Abstract
We present HST/WFC3 narrowband imaging of the H-alpha emission in a sample of
eight gravitationally-lensed galaxies at z = 1 - 1.5. The magnification caused
by the foreground clusters enables us to obtain a median source plane spatial
resolution of 360pc, as well as providing magnifications in flux ranging from
~10x to ~50x. This enables us to identify resolved star-forming HII regions at
this epoch and therefore study their H-alpha luminosity distributions for
comparisons with equivalent samples at z ~ 2 and in the local Universe. We find
evolution in the both luminosity and surface brightness of HII regions with
redshift. The distribution of clump properties can be quantified with an HII
region luminosity function, which can be fit by a power law with an exponential
break at some cut-off, and we find that the cut-off evolves with redshift.
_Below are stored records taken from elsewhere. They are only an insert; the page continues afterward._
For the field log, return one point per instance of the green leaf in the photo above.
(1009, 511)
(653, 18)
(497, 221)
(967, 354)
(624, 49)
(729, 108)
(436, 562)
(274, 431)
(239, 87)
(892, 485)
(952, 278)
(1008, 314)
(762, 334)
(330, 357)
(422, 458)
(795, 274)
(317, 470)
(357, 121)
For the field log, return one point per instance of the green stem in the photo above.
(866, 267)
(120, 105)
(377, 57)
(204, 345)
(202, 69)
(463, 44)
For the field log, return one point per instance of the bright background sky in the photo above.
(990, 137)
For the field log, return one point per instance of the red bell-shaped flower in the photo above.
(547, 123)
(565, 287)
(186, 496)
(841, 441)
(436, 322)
We
therefore conclude that `clumpy' galaxies are seen at high redshift because of
the evolution of the cut-off mass; the galaxies themselves follow similar
scaling relations to those at z = 0, but their HII regions are larger and
brighter and thus appear as clumps which dominate the morphology of the galaxy.
A simple theoretical argument based on gas collapsing on scales of the Jeans
mass in a marginally unstable disk shows that the clumpy morphologies of high-z
galaxies are driven by the competing effects of higher gas fractions causing
perturbations on larger scales, partially compensated by higher epicyclic
frequencies which stabilise the disk.